2. Liability management

A number of companies are looking to launch communications exercises (with advice) to members approaching retirement. This sort of exercise helps members understand their options and provides access to the necessary advice required for members to take action. These can be win-win exercises for as part of a longer-term strategy.  

Members gain from better understanding their benefits and in many cases can take them in a way that better matches their needs (either by retiring early or by taking a transfer value to provide flexibility). Sponsors benefit from risk and cost reduction – both from increased certainty as members draw benefits, and by settling liabilities without the need for additional prudence required for funding pension schemes if members do choose to transfer. 

When talking to financial advisers, we’re seeing diaries getting booked up with both one-off exercises and ongoing commitments to provide members with access to appropriate advice.  Some thoughts on this topic were covered in our joint blog with Eversheds on helping members make good choices. 

  • Key takeaway: Liability management exercises can be a win-win for companies and members, if they are done well. More companies are planning to run exercises or introduce access to advice and so it is important to factor in capacity if planning an exercise.  

3. Mergers and Acquisitions

We’ve seen a lot of clients looking at M&A opportunities and we’re expecting that to continue.  Where there are pension schemes involved it is really important to factor them in to discussions at an early stage to avoid issues further down the line. This is in third place as it doesn’t affect everyone but it is certainly something to be aware of. 

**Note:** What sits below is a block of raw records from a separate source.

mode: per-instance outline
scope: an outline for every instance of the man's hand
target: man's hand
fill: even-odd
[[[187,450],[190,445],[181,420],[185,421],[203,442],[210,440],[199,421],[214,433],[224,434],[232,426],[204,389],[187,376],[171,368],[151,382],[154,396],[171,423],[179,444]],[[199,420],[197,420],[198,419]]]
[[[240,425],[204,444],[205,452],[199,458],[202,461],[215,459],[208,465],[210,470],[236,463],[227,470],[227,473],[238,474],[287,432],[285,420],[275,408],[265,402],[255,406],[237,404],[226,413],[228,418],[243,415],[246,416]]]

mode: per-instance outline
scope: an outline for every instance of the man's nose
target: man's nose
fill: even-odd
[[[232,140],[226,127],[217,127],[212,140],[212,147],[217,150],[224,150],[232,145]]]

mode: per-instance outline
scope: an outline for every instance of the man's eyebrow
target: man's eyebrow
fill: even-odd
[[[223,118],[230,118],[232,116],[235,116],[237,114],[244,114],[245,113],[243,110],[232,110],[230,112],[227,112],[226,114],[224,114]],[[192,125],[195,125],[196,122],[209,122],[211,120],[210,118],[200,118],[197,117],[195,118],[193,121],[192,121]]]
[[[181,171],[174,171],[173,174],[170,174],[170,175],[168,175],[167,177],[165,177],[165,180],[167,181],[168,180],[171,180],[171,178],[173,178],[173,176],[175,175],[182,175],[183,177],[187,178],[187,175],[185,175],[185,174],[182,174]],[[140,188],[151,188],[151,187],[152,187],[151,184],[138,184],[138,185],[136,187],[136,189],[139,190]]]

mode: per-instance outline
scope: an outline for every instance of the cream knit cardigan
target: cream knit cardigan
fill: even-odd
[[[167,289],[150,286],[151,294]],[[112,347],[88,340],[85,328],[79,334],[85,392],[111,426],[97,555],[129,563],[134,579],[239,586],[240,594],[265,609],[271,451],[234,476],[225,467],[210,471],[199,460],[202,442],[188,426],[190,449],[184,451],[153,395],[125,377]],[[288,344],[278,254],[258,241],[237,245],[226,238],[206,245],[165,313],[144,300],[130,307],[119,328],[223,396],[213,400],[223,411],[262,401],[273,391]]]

  • Key takeaway: If you’re looking at M&A with pensions involved make sure you get the advice you need early. Lots of transactions are happening on short timescales, so to make sure you’re not taken by surprise it is well worth engaging early to understand the impact of any plans on pensions (and consider any interaction with the Pension Schemes Act 2021). 

What’s not on the agenda but perhaps should be 

There were a few things that don’t seem to be on the corporate agenda this summer (despite having been hot topics over recent years). These included, RPI reform, superfunds and GMP equalisation. Perhaps this is less surprising as RPI reform has been discussed at length, we’re still waiting for the first superfund transactions and GMP equalisation is complex and often seen as a trustee problem. That said, there can be potential opportunities for sponsors in all of these areas and so they are definitely worth keeping on the agenda over the next 6 months.  

Understandably, a lot of my clients have been focused on keeping their businesses running in a challenging environment, so pensions has been an area that has had less attention of late. However, there has been a lot going on in the pensions world and now is a good time to make sure you, and your board, are clear on where pensions fits within your overall business plans.